Because it’s Halloween time, I feel bound to lead this review of the third album by Jennifer Wharton’s trombone-forward ensemble Bonegasm with her arrangement of the Mexican folk song “La Bruja” (the witch). It’s as good a place as any to start, because this delightful, slightly dark tune showcases everything that Bonegasm is about: Wharton’s skills at arrangement and playing (and her ever-growing strength at improvising), the band’s sharp instincts and sense of fun, and the great sound of several trombones blowing together in harmony.
This is a very fun track with a spooky intro followed by a melody with an immediately recognizable Latin feel as Wharton leads on the head with her bass ‘bone, followed by the rest of the horns: John Fedchock, Nate Mayland and Alan Ferber. Pianist Michael Eckroth shows some impressive montuno skills taking the first solo, followed by one more trombone solo as bassist Evan Gregor and drummer Don Peretz lay down the the Latin groove.
For this program Wharton has recorded her own compositions for the first time, alongside her own choices of works by other women composers that Bonegasm commissioned to write for the album: Vanessa Perica, Miho Hazama, Carolina Calvache, Natalie Cressman and Nadje Noordhuis. ““Dare I say, ‘I’m a feminist’?” says Wharton. “I didn’t have any female role models coming up, so I’m trying to encourage young women. Then I looked at my band and realized it’s me and a bunch of dudes – just like most other bands I’m in – so I decided the answer was to commission only female composers for the third album.”
It leads off with Wharton’s own “Be Normal,” which was arranged as a birthday gift by her bandmate (and husband) John Fedchock.

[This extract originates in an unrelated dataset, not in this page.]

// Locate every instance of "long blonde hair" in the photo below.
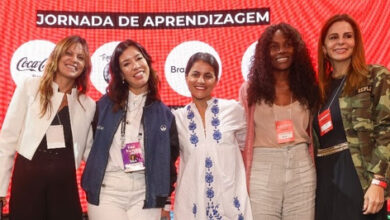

It’s followed by Australian composer and conductor Vanessa Perica’s “In Our Darkest Hour,” inspired by the United States’ political turmoil of 2020. It’s the longest piece on the album at over seven minutes (which is fitting – that was one very long year), with Wharton once again leading with her moaning bass horn on the somber melody, joined at intervals by the somber harmonies of her companions. Some of those harmonies are discordant, again fitting the subject. The pace and performances become more urgent as the song progresses, with some soulful solos helping paint the sonic picture of the whirlwind of emotions that characterized that year for many of us.
In addition to “Be Normal” Wharton also composed the hectic “Virtual Reality,” which I find a little unfocused; and the strutting, bluesy “Mama’s Alright,” a tribute to trombone pioneer Melba Liston, based on a fragment of one of Liston’s tunes. And Wharton arranged the lovely ballad “Anita” in addition to “La Bruja.”
A couple of real highlights are rising young composer and conductor Miho Hazama’s “Norhala” and Natalie Cressman’s Brazilian-style “Menina Sozinha,” (girl on her own). “Norhala” is the most modernist piece, inspired by the 1920 fantasy novel The Metal Monster – this one sounds dark, hard, metallic, like something out of early 20th century modernist composition but with strong elements of jazz and even rock.”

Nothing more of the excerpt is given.